Pour le procureur, le sentiment de menace de Monsieur T. pour expliquer son agressivité au moment des faits ne tient pas franchement la route. « Ce n’est pas quelqu’un de foncièrement méchant. Il a des difficultés mais il ne résiste pas à la frustration. C’était dans le métro en avril, cette fois, à une terrasse de café… mais on n’a pas à importuner les gens comme ça ! Quand on dit stop, il faut partir tranquillement. Le sursis probatoire n’a pas été suffisant, le bracelet non plus, les avertissements ne dissuadent pas. » Il requiert un an d’emprisonnement ferme avec un aménagement « de dernière chance ». Il préconise la semi-liberté comme une mesure adaptée à la situation de vulnérabilité du prévenu. Un moyen de pouvoir envisager sa réinsertion, un suivi des soins, tout en passant ses nuits en maison d’arrêt.

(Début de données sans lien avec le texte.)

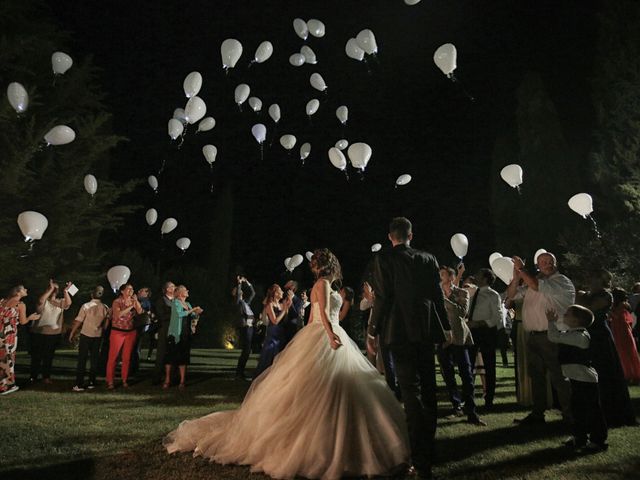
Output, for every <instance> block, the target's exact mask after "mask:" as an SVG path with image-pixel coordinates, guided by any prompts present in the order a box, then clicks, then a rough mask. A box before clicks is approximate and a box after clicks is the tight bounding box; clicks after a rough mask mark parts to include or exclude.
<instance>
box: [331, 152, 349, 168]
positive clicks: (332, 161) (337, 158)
mask: <svg viewBox="0 0 640 480" xmlns="http://www.w3.org/2000/svg"><path fill="white" fill-rule="evenodd" d="M329 161H330V162H331V164H332V165H333V166H334V167H336V168H337V169H338V170H344V169H345V168H347V159H346V158H345V156H344V153H342V152H341V151H340V150H338V149H337V148H336V147H331V148H330V149H329Z"/></svg>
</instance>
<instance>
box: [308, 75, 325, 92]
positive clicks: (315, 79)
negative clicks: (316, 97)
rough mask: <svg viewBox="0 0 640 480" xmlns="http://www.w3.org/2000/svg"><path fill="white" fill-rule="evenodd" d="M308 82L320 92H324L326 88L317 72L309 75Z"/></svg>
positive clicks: (324, 81) (313, 87) (323, 81)
mask: <svg viewBox="0 0 640 480" xmlns="http://www.w3.org/2000/svg"><path fill="white" fill-rule="evenodd" d="M309 83H310V84H311V86H312V87H313V88H315V89H316V90H320V91H321V92H324V91H325V90H326V89H327V84H326V83H325V81H324V78H322V75H320V74H319V73H312V74H311V76H310V77H309Z"/></svg>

Au tour de l’avocate de Monsieur T. de prendre la parole. Elle donne des éléments de contexte à l’altercation, son lieu notamment : « Ça se passe dans sa rue, il essaie de rentrer chez lui, a cru reconnaître une amie d’une voisine qui lui aurait volé des choses. » Elle affirme que Monsieur T. n’a pas sorti un couteau en l’exhibant, mais qu’il a répondu à la demande de Monsieur S. de vider ses poches. « On aurait aimé qu’il soit présent pour clarifier ce point », souligne-t-elle. Son client a passé cinq ans dans la rue, cela ne fait que deux ans qu’il en est sorti. « Même en semi-liberté, vous allez le priver de ce studio, son toit, qu’il a mis des années à obtenir. Avoir des fenêtres, un chauffage, ça a un vrai sens pour lui. Ne le faites pas moisir en semi-liberté ! » Elle demande au juge la relaxe et la requalification des faits et que Monsieur T. soit condamné à effectuer des travaux d’intérêt général.
« Vous seriez d’accord pour des travaux d’intérêt général ? », s’enquit le juge. Monsieur T. acquiesce aussitôt. Au délibéré, il est finalement reconnu coupable et condamné à huit mois ferme aménagés en semi-liberté.